当時はまだ『ロッキー2』までしか公開されていなかった頃だから、トレンドに相当敏感な選曲ではある。でも『ロッキー』のテーマは小学生に人気があったし、演奏映えがするから楽譜が全国に出回っていたのだろう。『ロッキー』が教育的観点から支持されていた可能性もあるかもしれない。たとえ倒れても立ち上がるロッキーのネバー・ギブアップ精神は、部活を運営する側にとっても都合がいいからだ。

やれるまでやる。部活の顧問でもないのにシルベスター・スタローン=ロッキー・バルボアはこうした教えを40年以上にわたって僕らに説き続けてきた。

そもそも生まれつき顔の左側が麻痺して表情や発音が万全とは言い難い人物が、俳優を志すだろうか? 身長が170センチ代半ばにもかかわらずヘビー級ボクサー役を自ら演じて世に出ようとするだろうか? でもスタローンはやってみせた。製作会社からスター俳優を起用すればヒット間違いなしと勧められても、主演に拘って低予算で『ロッキー』を作り上げたのだ。
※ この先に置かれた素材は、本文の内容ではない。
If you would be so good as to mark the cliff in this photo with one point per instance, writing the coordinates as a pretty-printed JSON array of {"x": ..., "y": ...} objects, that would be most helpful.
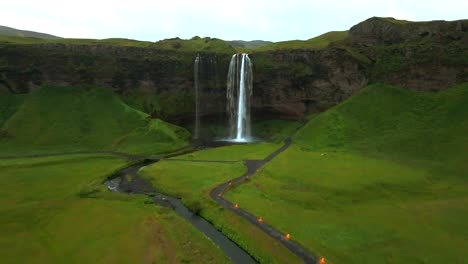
[{"x": 289, "y": 81}]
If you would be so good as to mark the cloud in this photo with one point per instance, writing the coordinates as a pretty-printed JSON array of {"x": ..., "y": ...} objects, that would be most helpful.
[{"x": 242, "y": 19}]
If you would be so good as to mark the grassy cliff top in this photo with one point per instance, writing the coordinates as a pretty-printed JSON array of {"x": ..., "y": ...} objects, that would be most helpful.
[
  {"x": 61, "y": 119},
  {"x": 319, "y": 42}
]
同作の大成功によってスター俳優になったスタローンは、『ロッキー2』『ロッキー3』『ロッキー4/炎の友情』とリングで戦い続け、製作費と興行収入は膨れあがっていった。その一方で作品の評価が下降線を描いていったのも事実だ。

「俺と戦った時のお前は“虎の眼”をしていた」

『ロッキー3』でアポロがロッキーに語るこうしたセリフは、スタローンによる自分への問いかけだったかもしれない。かくして完結篇として構想された『ロッキー5/最後のドラマ』でスタローンはロッキーにフィラデルフィアの街角で若手ボクサーとストリート・ファイトをさせた。原点回帰だ。だがこの決着は観客に支持されないまま、シリーズは幕を閉じることになる。普通の人間ならここで諦めるところだろう。

しかしスタローンは諦めなかった。26年後の『ロッキー・ザ・ファイナル』で老齢にさしかかったロッキーに第一作と同じような練習やファイトをさせることによって、別の原点回帰を行なわせたのだ。結果、同作は執念が生んだ偉大なる完結編として絶賛された。
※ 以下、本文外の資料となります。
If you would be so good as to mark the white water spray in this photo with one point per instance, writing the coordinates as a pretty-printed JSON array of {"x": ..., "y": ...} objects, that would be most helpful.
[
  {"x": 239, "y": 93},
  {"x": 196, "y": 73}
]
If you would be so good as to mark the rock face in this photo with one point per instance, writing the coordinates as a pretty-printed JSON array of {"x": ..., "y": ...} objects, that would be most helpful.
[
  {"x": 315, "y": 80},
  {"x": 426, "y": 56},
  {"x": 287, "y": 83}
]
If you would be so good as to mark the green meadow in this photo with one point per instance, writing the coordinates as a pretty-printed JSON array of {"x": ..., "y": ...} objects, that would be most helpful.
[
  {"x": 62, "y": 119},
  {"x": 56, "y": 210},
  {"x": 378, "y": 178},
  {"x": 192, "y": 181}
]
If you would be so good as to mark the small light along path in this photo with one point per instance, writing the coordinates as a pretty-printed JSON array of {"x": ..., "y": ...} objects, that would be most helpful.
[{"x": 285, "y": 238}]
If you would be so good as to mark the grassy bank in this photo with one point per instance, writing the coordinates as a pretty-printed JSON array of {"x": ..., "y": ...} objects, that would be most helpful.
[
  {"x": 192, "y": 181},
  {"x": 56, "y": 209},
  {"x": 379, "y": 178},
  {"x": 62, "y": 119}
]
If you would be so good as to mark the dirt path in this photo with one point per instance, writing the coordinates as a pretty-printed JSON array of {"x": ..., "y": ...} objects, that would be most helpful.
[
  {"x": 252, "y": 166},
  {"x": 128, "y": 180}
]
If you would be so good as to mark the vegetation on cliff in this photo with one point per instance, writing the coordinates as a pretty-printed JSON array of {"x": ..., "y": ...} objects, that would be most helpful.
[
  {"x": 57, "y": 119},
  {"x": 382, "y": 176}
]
これで終わり。誰もがそう思って久しかった頃、スピンオフ作『クリード チャンプを継ぐ男』への出演がスタローンの魂に再び火を付けた。『ロッキー3』のラストでは描かれなかったロッキーとアポロふたりだけの試合の結果を重要なモチーフに掲げた同作の成功は、彼に正統な評価を得られなかった過去作のリベンジを行うアイデアをもたらしたのだ。

かくしてスタローンが脚本家に復帰した『クリード 炎の宿敵』は、『ロッキー4/炎の友情』の後日談をベースにしながら、『ロッキー2』における妻の出産や『ロッキー3』における持久戦に弱いライバルの存在など、過去作のモチーフを積極的にリサイクル。加えて『クリード』では影が薄かったロッキー・ジュニアまで再登場、『ロッキー・ザ・ファイナル』で十分に書き込めなかった父子の物語にケリをつけている。この傑作によって、ロッキーシリーズの全作品は映画ファンに肯定されるものになった。

スタローンがインタビューで「『クリード 炎の宿敵』の続編が製作されてもロッキーは登場しないだろう」で語っているのは、<やれるまでやる>を貫いてやり遂げた自分に達成感を感じているからにちがいない……いや、またやる気になっても、それはそれでオッケーなんだけど。